Before Macintosh: The Apple Lisa opens with news footage of a local landfill. The truck drivers were paid a lot of money to dump all of the world’s remaining Lisa computers onto the ground and run them over a few times so nothing could be salvaged.
What is the Lisa? We all know what an Apple Mac is. The Lisa was the previous home and office computing generation that Apple offered as the next evolution of the Apple IIe. The Lisa was the first computer to employ a graphical interface, a mouse, and window-based technology, as computers up to this point were all text-based.
Although the Lisa was much larger and more powerful than the Macintosh, all its cool features would ultimately be transferred to the Macintosh. So why was the Lisa so unpopular? Its price! Each Lisa costs around $10,000 without software, while the Macintosh sells for a much more affordable $2,500.

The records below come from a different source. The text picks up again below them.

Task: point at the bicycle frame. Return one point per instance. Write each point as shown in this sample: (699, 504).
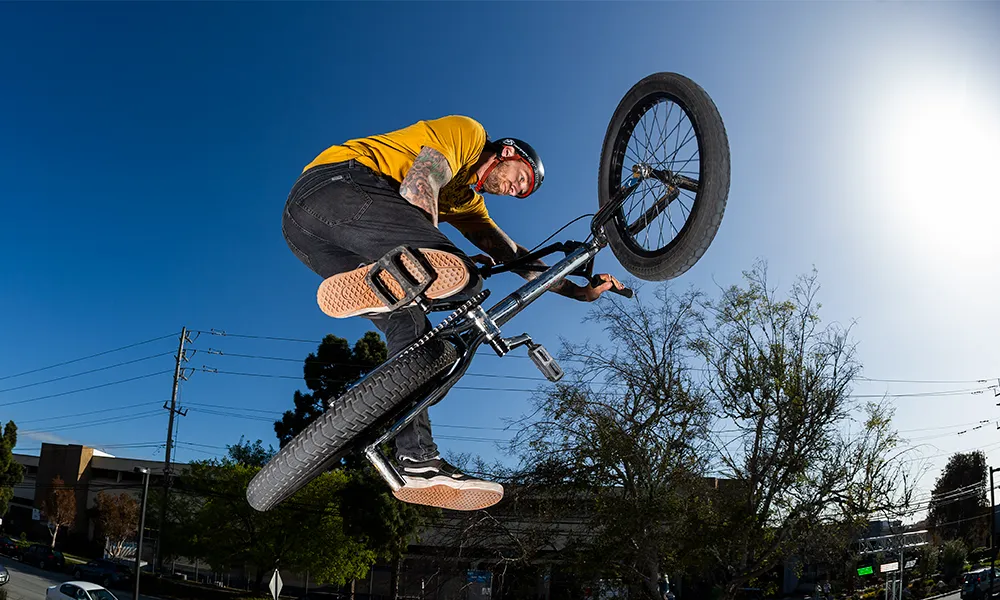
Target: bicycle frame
(479, 326)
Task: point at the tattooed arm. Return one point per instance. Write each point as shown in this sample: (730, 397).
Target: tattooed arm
(429, 173)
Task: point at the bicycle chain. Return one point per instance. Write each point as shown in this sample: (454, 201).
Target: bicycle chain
(459, 312)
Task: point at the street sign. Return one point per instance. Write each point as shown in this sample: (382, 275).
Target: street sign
(480, 585)
(275, 585)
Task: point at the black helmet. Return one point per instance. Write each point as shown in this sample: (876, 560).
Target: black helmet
(525, 152)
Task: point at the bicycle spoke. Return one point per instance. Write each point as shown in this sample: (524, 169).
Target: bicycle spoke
(661, 137)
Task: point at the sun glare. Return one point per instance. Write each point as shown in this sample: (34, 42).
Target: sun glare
(936, 158)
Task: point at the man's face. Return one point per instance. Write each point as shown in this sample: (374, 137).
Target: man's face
(509, 178)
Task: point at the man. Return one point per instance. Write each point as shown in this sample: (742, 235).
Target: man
(359, 200)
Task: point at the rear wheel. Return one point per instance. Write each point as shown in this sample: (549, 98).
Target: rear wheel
(331, 436)
(668, 134)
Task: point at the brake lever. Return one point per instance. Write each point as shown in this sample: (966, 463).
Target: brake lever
(595, 281)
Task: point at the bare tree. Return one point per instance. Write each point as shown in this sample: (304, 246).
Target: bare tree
(609, 455)
(59, 507)
(803, 458)
(118, 516)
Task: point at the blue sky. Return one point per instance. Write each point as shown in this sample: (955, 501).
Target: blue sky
(147, 150)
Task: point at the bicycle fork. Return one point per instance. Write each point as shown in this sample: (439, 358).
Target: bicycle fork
(485, 327)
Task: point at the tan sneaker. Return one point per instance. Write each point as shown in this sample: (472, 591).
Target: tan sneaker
(434, 482)
(349, 294)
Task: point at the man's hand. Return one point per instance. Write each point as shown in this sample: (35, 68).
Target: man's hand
(591, 292)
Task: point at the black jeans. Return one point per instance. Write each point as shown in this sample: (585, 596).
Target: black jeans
(344, 215)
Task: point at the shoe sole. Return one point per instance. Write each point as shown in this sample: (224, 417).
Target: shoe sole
(348, 295)
(443, 496)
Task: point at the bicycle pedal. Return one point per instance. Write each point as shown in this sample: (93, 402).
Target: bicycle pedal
(414, 284)
(545, 363)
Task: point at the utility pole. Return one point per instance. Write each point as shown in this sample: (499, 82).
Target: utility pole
(142, 526)
(178, 376)
(993, 531)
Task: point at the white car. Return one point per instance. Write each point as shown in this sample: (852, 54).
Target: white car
(78, 590)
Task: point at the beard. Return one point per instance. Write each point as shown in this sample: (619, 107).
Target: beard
(495, 182)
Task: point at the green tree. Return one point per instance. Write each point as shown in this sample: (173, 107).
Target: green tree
(959, 509)
(328, 372)
(801, 458)
(305, 533)
(59, 507)
(11, 471)
(953, 555)
(372, 515)
(118, 518)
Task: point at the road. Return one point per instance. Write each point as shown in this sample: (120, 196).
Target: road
(29, 583)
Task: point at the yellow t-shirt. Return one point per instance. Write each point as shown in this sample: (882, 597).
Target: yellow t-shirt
(460, 139)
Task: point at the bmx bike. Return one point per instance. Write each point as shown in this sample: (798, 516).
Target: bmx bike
(663, 182)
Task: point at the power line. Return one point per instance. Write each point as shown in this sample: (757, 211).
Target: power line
(104, 421)
(485, 352)
(20, 387)
(84, 414)
(220, 332)
(87, 357)
(93, 387)
(195, 406)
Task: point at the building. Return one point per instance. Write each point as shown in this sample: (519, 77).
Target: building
(88, 472)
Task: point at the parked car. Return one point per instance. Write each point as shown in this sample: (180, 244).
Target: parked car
(108, 573)
(43, 557)
(78, 590)
(975, 583)
(9, 546)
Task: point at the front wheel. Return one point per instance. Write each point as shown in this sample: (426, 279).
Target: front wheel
(667, 136)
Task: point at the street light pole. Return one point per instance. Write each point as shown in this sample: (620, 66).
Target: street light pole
(142, 526)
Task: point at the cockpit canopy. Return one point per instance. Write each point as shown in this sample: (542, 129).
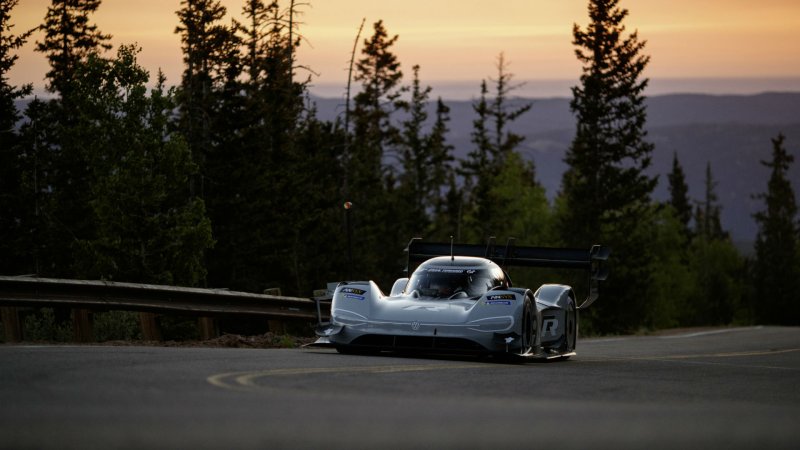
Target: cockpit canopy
(458, 278)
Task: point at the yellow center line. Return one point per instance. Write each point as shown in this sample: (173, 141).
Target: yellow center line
(248, 379)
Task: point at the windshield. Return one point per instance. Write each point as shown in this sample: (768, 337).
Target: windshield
(451, 283)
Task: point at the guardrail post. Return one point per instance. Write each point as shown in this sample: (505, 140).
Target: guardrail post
(150, 328)
(207, 327)
(82, 325)
(11, 326)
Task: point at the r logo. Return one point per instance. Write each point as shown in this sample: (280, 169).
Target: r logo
(549, 325)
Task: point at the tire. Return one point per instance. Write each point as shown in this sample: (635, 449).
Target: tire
(570, 328)
(529, 325)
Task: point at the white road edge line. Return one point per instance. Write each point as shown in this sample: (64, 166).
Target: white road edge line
(708, 333)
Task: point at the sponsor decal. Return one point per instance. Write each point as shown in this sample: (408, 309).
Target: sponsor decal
(353, 291)
(498, 302)
(446, 270)
(425, 307)
(501, 297)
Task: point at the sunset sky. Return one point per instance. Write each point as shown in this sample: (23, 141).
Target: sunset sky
(755, 45)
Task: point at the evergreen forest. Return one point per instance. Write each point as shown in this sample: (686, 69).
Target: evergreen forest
(227, 178)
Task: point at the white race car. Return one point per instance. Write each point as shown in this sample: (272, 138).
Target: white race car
(460, 300)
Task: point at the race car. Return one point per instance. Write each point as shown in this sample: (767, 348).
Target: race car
(461, 300)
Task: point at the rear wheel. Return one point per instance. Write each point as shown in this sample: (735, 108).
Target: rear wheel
(570, 328)
(528, 328)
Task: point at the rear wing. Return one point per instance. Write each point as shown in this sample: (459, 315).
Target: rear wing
(590, 260)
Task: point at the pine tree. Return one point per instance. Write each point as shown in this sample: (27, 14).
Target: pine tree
(708, 212)
(206, 46)
(149, 229)
(493, 144)
(679, 194)
(61, 134)
(425, 159)
(715, 264)
(12, 204)
(371, 182)
(777, 266)
(69, 40)
(606, 191)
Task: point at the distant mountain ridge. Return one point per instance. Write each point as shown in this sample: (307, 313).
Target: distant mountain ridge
(731, 132)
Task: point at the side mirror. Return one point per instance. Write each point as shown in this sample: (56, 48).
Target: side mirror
(398, 286)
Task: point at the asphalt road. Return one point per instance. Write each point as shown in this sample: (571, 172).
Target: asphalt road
(736, 388)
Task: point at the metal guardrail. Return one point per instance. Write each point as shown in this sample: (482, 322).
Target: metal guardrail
(148, 298)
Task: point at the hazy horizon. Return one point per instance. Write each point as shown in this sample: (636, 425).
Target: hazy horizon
(558, 88)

The allure of the Lisa was it was more powerful and, in a way, a status symbol for computer enthusiasts. As sales for the Lisa tanked, computer stores treated the Lisa like a collectible, which pissed Apple off, and soon ordered the confiscation and destruction of the big-little computer that could.

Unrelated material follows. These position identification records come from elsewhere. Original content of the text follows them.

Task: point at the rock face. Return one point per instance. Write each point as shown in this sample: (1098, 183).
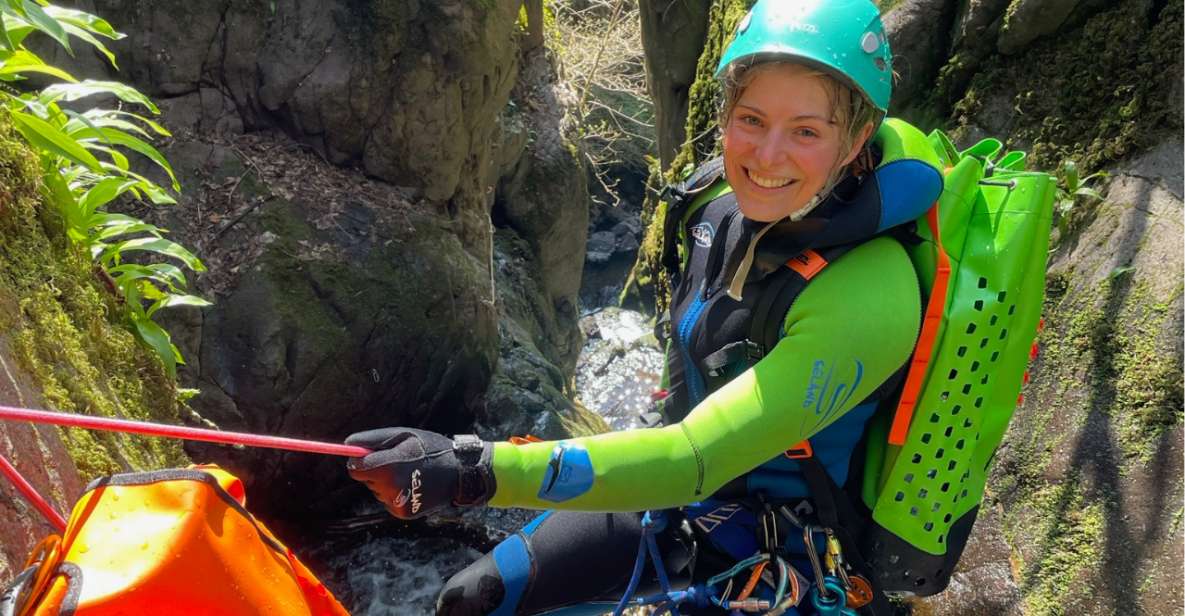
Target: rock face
(918, 37)
(39, 456)
(673, 37)
(371, 296)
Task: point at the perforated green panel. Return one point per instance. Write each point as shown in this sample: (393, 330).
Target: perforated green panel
(995, 231)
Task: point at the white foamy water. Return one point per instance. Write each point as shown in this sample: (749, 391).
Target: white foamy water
(619, 367)
(377, 575)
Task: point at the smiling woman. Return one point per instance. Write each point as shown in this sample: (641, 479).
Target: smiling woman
(760, 357)
(787, 135)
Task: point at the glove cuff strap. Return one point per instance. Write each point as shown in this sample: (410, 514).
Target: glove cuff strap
(476, 477)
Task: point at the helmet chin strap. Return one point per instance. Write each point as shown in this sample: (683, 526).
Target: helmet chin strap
(736, 287)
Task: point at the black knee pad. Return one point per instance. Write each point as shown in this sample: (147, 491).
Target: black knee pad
(474, 591)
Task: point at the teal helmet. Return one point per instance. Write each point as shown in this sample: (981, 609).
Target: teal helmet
(843, 38)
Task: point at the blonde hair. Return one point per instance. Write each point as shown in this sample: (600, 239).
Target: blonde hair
(851, 109)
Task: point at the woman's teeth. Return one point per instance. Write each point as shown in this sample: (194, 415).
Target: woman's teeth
(768, 183)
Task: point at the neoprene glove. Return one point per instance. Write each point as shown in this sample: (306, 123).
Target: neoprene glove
(415, 473)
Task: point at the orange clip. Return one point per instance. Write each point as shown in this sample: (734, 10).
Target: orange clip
(800, 451)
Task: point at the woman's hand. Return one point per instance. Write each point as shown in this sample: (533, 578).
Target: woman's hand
(414, 473)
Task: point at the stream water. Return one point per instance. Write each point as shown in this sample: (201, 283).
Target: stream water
(394, 569)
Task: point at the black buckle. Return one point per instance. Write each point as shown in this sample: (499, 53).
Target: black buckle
(467, 449)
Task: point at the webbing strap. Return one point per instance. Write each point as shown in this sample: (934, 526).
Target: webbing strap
(927, 340)
(836, 511)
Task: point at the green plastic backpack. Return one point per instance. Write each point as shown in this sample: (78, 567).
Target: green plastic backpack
(926, 464)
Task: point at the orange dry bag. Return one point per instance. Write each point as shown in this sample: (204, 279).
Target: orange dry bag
(168, 541)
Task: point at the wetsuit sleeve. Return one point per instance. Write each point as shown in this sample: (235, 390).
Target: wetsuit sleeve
(850, 329)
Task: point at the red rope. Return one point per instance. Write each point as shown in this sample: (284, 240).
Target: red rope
(30, 493)
(177, 431)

“…the Lisa was the first computer to employ a graphical interface, a mouse, and window-based technology…”
I’ll be upfront, but the greatest appeal for Before Macintosh: The Apple Lisa will be computer historians, geeks, and nerds. Unless you’re like me and have been surrounded by computers your entire life, this documentary leans heavily into nostalgia, computer jargon, and lore. Quite frankly, I was riveted from start to finish.
As a documentary, Before Macintosh is very low-frills. It comprises mainly talking-head interviews with key figures such as John Sculley, the former Apple CEO; Bill Atkinson, a pivotal Apple engineer; and John Couch, the Lisa Development Manager. A large group of hardware and software engineers also worked on the Lisa and Mac. There is not a single hunk in the group—mainly mental hunks. The film moves to computer store owners, dealers, and collectors in the second and third chapters.

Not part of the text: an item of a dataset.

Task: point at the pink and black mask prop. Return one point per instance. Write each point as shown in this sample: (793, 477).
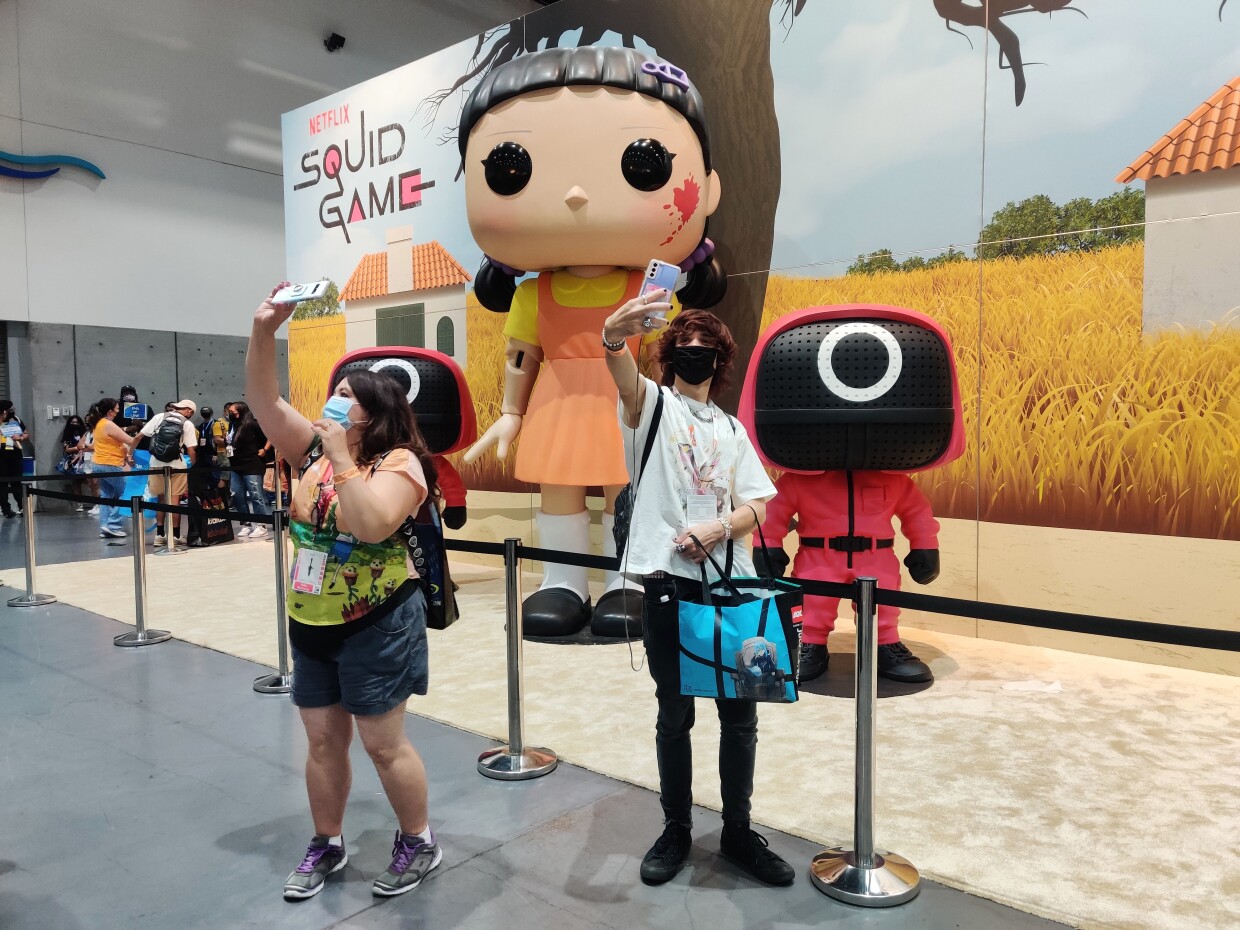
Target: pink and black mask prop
(434, 386)
(857, 387)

Accompanying the interviews are commercials, ads, and news footage. Makeshift title plates, then run us through the outline of the film. In other words, this is a low-budget documentary.
What’s important is that the information is interesting, the history is accurate, and there’s no more joy than a nerd reminiscing about how cool the world used to be. Though the third act gets a bit too deep for me, all of my nerd nerves were tickled.
Before Macintosh: The Apple Lisa is an engaging deep dive into a forgotten piece of tech history that paved the way for the modern computing world. While the low-budget production may not win awards for style, its content is rich, nostalgic, and brimming with geeky charm. For computer enthusiasts and Apple devotees, this documentary is a treasure trove of lore and a poignant reminder of how innovation often begins with failure.
"…The big-little computer that could...until it couldn’t."